We did a lot of trials before, but they didn't go well. But by working with Shimadzu, we were able to commercialize the product. I think that LC is likely to proceed in a different direction moving forward, so development is still not complete. I hope we can continue to work with Shimadzu in the future.
I hope so, too. By the way, I think that the name Ghost Trap DS is a bit different from the names Shimadzu has used for equipment in the past. Our sales people once asked me what it means. What do you think about this product name?
The "D" stands for Daiichi Sankyo and the "S" stands for Shimadzu. As we refer to our own company as "DS," this name is extremely easy to remember. Even so, I felt a little embarrassed to say "Ghost Trap DS" when I was first asked by someone in my company what name I had decided.

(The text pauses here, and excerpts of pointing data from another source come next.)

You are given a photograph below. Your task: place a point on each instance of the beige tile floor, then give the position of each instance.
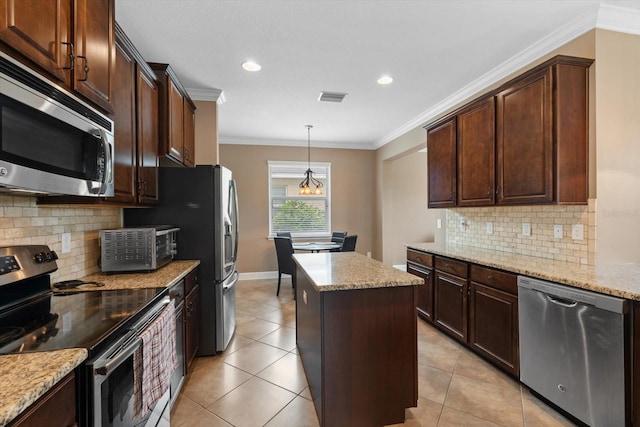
(259, 379)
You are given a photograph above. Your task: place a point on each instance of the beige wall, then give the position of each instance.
(411, 220)
(206, 133)
(22, 222)
(618, 146)
(352, 196)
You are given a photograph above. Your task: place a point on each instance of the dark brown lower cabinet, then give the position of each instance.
(359, 352)
(424, 293)
(493, 326)
(192, 320)
(56, 408)
(450, 308)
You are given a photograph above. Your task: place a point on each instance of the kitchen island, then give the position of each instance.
(356, 333)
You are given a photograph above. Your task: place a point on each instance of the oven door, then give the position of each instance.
(113, 384)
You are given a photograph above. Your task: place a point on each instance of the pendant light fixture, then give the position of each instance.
(309, 180)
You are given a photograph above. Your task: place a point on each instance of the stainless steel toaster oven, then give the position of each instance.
(137, 248)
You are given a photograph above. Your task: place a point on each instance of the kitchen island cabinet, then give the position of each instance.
(356, 333)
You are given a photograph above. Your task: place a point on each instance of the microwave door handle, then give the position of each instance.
(106, 147)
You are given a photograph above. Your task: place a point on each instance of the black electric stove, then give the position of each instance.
(35, 318)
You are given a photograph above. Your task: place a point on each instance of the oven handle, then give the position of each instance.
(118, 358)
(124, 353)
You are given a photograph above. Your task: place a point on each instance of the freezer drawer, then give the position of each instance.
(572, 349)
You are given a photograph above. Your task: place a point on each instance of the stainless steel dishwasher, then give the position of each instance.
(572, 349)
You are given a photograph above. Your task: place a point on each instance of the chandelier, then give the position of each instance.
(309, 180)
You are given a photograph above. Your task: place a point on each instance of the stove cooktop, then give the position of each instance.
(55, 321)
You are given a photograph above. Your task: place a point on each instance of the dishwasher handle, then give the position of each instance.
(562, 301)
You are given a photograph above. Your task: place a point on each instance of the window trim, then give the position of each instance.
(326, 188)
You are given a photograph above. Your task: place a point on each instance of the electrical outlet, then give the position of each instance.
(66, 242)
(557, 231)
(577, 232)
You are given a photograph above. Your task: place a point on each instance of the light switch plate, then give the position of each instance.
(557, 231)
(577, 232)
(66, 242)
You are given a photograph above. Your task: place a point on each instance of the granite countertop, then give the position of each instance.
(165, 276)
(339, 271)
(621, 280)
(25, 377)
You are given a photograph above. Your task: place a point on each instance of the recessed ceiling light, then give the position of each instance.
(251, 66)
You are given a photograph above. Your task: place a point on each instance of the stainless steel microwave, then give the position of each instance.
(51, 142)
(137, 248)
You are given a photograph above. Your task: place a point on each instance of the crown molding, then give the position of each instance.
(563, 35)
(292, 143)
(619, 19)
(206, 94)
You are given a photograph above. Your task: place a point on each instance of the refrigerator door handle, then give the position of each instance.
(232, 282)
(236, 214)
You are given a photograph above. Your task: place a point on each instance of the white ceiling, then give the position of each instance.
(439, 52)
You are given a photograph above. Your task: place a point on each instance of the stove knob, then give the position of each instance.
(40, 257)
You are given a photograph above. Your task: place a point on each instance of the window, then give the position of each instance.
(302, 216)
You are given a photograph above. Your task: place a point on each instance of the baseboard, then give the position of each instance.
(256, 275)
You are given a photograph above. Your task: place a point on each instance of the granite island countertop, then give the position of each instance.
(25, 377)
(621, 280)
(339, 271)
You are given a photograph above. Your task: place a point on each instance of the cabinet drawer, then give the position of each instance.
(458, 268)
(495, 278)
(420, 257)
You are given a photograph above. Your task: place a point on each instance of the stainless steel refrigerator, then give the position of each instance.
(203, 202)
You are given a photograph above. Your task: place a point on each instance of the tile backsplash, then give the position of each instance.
(507, 234)
(22, 222)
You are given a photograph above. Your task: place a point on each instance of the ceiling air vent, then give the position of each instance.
(331, 96)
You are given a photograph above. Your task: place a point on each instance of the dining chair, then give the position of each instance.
(337, 237)
(349, 244)
(284, 251)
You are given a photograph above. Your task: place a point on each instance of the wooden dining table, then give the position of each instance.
(315, 246)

So that name made quite an impact.
Yes, that's right.
Some foreigners seem to find the name unusual but I think it is an interesting name. When people ask the meaning of DS, I think it leaves a lasting impression.
What are your opinions and requirements with respect to Shimadzu LCs?
I have been satisfied with Shimadzu LCs since the days of Prominence. The Nexera is also highly regarded in our company and I hope to use it more and more in the future. One request I would like to make is for a comprehensive range of UHPLC columns.
By "range of columns," do you mean the functional groups than particle size?
Yes, I would most like to see a complete range of functional groups. Particle sizes are also important. However, we first select the functional group and then select the particle size when developing the analytical method. So, different types of functional groups are the main requirement.
So, you are not talking about C8 or phenyl columns, for example, but the type of ODS columns. You mean that you would like to see ODS columns with different properties, don't you?
That's right. The level of analysis and level of sensitivity demanded today are much higher than in the past. Just a slight difference in the column can increase analytical options to make separation possible. In addition, analysis time is reduced by using high-pressure-resistant systems. With this in mind, the use of UHPLC instruments, no matter how good, will not be established without suitable columns that can withstand the high pressure. I'd like some support for that.
Finally, what sort of impression do you have of Shimadzu?
The response from other manufacturers leaves room for improvement, but Shimadzu always meets all our requirements down to the last detail. That is the impression I have of Shimadzu.
Thank you for your time today.
* Staff members of Ube Industries, LTD. offered ideas and advice that led to the development of this product.
We are grateful for the cooperation of the Analytical Development Group API Process Development Department Ube Industries, LTD.
There are many causes of ghost peaks and it is often difficult to eliminate them. The major feature of the Ghost Trap DS is its ability to eliminate impurities from organic solvents. It can be installed just downstream of the mixers, at a position near the autosampler. We will be very happy if the product contributes to reducing the time that the customer spends eliminating ghost peaks.
Development of this product commenced in response to a request from Mr. Konno. We believe that listening to customers provides an extremely important opportunity for manufacturers. We will continue to develop products that meet the requirements of our customers to the maximum degree possible. We hope for your ongoing support in the future.